In truth, she needn't have worried. Her collaboration with Portmeirion would be a defining one. Taking the home market by storm, her ceramics sold out worldwide and are still winning awards today.
But, even before they did, she knew she was onto something special. "Dad is a huge inspiration and has made the biggest impact on my life. But he's always been nervous for me," she explains. "When I go to him with projects, he always thinks things are going to go wrong."
It was a different story with this, however. "When I first showed him my Portmeirion range, he said, 'The only thing I don't like about it is that I didn't design it myself' - a compliment, if a backhanded one! And when it first launched, he knew I won the Elle Deco tableware award before I did, and cried when he phoned me up to tell me."
It's been a similar story with everything she's touched since. From designing wallpaper ranges for Art House, now sold at John Lewis, to kitchen textiles for one of the UK's premier manufacturers, ICTC, and gardening tools for Burgon & Ball - new collections and collaborations are announced almost every year.

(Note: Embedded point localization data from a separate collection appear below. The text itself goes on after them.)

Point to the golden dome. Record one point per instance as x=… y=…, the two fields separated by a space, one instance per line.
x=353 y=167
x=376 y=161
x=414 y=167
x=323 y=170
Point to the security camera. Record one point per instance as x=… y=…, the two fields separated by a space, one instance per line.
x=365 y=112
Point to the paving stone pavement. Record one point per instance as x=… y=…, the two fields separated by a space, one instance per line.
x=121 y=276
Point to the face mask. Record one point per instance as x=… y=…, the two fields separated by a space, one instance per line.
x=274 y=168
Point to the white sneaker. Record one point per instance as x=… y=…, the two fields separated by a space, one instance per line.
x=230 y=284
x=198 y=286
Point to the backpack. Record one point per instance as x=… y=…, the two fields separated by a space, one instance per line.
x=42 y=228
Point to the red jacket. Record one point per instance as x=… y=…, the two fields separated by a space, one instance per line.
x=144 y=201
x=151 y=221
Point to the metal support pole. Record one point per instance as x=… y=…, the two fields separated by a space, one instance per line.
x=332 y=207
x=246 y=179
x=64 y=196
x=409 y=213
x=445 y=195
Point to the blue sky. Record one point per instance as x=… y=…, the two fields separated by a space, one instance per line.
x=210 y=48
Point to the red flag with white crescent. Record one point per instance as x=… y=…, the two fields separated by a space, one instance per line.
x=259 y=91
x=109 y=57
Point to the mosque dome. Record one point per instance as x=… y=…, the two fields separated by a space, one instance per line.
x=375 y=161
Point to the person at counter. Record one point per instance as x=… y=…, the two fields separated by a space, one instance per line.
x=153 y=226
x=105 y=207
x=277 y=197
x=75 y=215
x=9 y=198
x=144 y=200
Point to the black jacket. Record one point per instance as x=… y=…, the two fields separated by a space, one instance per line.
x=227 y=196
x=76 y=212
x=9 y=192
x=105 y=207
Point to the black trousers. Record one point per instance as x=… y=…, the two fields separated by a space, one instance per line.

Her first bed linen range, for example, is set to launch in mid-2014. "I've always loved dressing the bed and buying antique pieces, so expect beautiful fabrics, lots of attention to detail and something that feels super-comfortable."
Looking back over her career now, one of the strongest feelings she has about it is surprise. "I thought I was just going to be a mum," she laughs. "But I have endless design ideas. The past has definitely been an inspiration. I was surrounded by a lot of creativity and a lot of positive feeling, with all sorts of influences. It's a huge wealth to draw on now."
But life hasn't been all high points. The breakdown of her marriage to designer Alex Willcock, father of her two children, was one big blow. It's happily behind her now - and she and her second husband, financier Nick Hofgren, who she married in 2010, have just bought a new house in Wiltshire. Conran's itching to get started on the interior and garden. "I love this kind of project. The house is beautiful architecturally but it has a few oddities that I'll sort out and make into a lovely home for my family and friends. It's going to be a 'rest of my life' project."
Beyond that, Felix and Coco look set to carry on the creative Conran gene, with both taking tentative steps into design and fashion careers. And it's their mother as much as their grandfather and uncles, who looks set to loom large when it comes to inspiration. That's if her latest project at her father's design hotel, The Boundary, is anything to go by. Each of the rooms there is famous for being created or inspired by a different design great. To date, those names include Charles & Ray Eames, Eileen Gray, Josef Hoffmann and Andrée Putman. This year, Sophie Conran will take her place alongside them. She'll take that accolade over 'domestic goddess' any day.